Wednesday, January 12, 2011

The Starfish Analogy

We had another amazing day at the orphanage yesterday.  When we walked through the door 50 children came running to us.  The oldest is 7 years old.  They once again immediately latch on to you-they sit on your foot and hold your leg, they pull on your arm to be picked up, or they just jump up and down so excited that you are there.  85% of them are naturally happy.  They have nothing in the world, but they are innately happy.  I suppose part of it is because they have no idea what they are missing, but I also believe children don't need very much to be happy.  That idea, whether my children are conscious of it or not, has translated to them.  Even just after a few days they are not asking for their ipods, they are not bickering as much because they have more gratitude in their hearts, and because they are looking outward they are thinking less of themselves.  I wish so badly I would have incorporated more service into our family life!  We have always served here and there, and it has always been something we have tried to concentrate on, but it is different when it is consistent.  It is different when they have ownership in it.  It is different when you add it to family counsels and you come up with what you want to do together.  When things are repetitive, the fear of the unknown is gone for the children.  They begin to yearn for whomever they are serving because now they are a part of them.  My children woke up and could not wait to get there.  We had stopped at a grocery store to buy some items on their list and the kids were begging to just go straight to the orphanage.  They didn't want to have any of their time taken from being with the children.  That is amazing to me.  There was no talk of going to the beach or swimming in the pool...

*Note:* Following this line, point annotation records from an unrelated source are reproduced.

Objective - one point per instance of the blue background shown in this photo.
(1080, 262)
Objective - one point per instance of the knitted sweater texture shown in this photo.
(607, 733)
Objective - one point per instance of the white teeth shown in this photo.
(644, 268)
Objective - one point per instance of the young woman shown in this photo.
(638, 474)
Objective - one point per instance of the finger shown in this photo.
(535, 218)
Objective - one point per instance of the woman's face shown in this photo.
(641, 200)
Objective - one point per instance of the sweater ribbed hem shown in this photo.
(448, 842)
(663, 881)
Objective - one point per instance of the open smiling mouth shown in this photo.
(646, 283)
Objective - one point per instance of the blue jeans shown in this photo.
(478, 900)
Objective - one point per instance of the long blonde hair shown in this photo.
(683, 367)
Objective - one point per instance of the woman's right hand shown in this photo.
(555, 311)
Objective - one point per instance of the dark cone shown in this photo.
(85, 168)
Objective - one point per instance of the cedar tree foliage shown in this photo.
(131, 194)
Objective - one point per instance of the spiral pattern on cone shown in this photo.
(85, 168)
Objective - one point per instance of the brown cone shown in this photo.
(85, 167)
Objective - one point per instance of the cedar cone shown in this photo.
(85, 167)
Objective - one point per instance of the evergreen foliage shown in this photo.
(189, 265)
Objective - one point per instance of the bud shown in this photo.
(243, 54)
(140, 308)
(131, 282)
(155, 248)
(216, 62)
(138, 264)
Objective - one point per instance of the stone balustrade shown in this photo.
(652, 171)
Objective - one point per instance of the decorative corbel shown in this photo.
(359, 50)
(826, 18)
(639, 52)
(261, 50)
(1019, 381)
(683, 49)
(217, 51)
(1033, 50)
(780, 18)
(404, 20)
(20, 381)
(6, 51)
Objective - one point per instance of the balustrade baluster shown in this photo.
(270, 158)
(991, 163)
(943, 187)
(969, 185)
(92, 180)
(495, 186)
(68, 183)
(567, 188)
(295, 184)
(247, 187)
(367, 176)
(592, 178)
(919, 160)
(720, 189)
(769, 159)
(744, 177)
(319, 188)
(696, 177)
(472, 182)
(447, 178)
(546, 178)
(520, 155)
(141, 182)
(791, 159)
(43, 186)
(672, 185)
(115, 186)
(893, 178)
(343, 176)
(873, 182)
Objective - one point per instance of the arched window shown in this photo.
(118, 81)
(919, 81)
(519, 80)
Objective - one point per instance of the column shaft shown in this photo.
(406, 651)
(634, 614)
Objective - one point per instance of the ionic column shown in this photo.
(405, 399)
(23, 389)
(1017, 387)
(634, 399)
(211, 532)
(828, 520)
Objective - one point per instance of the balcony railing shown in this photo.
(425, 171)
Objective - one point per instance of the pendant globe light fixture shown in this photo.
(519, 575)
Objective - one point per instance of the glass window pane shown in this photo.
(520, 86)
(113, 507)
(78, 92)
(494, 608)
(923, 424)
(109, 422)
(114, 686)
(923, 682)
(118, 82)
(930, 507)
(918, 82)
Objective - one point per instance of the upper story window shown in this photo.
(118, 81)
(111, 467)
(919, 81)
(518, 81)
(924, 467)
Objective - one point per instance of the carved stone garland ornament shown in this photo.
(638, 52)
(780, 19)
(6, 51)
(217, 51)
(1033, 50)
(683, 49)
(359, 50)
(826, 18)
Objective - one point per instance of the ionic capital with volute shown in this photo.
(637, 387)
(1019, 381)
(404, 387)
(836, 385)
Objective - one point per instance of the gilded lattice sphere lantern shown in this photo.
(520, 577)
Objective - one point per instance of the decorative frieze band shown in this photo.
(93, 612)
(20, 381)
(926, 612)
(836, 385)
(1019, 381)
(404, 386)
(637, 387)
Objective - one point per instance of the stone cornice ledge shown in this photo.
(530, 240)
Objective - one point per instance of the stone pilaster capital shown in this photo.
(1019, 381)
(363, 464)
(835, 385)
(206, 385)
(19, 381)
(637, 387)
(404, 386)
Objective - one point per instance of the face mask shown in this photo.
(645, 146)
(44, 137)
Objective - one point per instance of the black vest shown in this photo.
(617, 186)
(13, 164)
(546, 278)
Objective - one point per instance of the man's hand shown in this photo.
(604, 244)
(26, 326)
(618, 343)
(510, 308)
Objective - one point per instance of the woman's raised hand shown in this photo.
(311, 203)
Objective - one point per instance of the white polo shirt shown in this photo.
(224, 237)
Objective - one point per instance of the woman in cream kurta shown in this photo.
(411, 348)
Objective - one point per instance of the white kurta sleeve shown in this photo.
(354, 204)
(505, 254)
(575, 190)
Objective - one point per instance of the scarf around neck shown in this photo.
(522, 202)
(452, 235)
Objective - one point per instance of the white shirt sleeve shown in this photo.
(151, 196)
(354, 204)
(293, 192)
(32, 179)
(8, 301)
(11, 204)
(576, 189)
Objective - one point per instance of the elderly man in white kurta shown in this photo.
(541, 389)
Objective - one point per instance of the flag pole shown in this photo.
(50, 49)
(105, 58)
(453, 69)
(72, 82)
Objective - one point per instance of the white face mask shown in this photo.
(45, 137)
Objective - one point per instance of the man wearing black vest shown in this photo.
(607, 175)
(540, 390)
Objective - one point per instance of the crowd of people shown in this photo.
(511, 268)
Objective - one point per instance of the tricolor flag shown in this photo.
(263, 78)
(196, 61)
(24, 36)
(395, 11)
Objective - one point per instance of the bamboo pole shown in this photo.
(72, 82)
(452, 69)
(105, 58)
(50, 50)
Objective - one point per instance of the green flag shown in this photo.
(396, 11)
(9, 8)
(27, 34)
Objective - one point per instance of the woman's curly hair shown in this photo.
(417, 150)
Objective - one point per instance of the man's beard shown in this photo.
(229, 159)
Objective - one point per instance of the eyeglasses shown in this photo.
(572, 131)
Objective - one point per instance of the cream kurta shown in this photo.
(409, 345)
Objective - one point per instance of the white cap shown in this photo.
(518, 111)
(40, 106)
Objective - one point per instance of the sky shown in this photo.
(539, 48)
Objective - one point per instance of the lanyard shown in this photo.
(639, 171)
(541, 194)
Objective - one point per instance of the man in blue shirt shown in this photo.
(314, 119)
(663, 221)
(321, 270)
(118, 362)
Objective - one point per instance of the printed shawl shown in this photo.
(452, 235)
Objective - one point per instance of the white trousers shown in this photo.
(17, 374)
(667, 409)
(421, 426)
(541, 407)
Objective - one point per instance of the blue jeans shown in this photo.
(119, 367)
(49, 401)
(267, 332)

The other 15% are withdrawn, some of them only at first and then they warm up and engage.  They had toys all around them that we had brought and yet they just sat there.  I tried to hand them a toy personally but they just handed it back.  We will keep trying with them.  No doubt they are obviously having a hard time adjusting or have just never felt love.  The Thai people are truly loving, so I can't imagine that, but many have come from single parent homes who are abjectly poor or have been living with grandparents who might not be able to give as much as they need-
Then there is the one 2 year old little girl I wrote about yesterday.  She did not cry as much this time.  She still cried anytime I tried to pick her up, but I did find her often just standing next to me.  I would have 5 or six kids on my lap (they all wanted their nails painted-even the boys!) and she would be right there next to me...I am hoping after time she will warm up and let us hold her.  She is so precious.
My kids are now non stop begging to adopt.  There is one brother and sister here that my children have all fallen in love with.  It is interesting to me that all 6 of them have gravitated to these 2.  Brandon told me he prayed about it last night and feels really good about it.  So sweet.  Anyone have a 10 passenger van?!  I will post pictures of them.  Hollie and Sam-kudos to you.  I now see why so many are adopting from these countries.  The principle  of the starfish has come alive.  Even if all we do is play with these kids for 3 weeks and help give them needed supplies and food-someone else will come and pick up where we left off.  A little here and a little there and we can all collectively help.  It is the only way this orphanage will make it.  The principle is true because the orphanage is still here.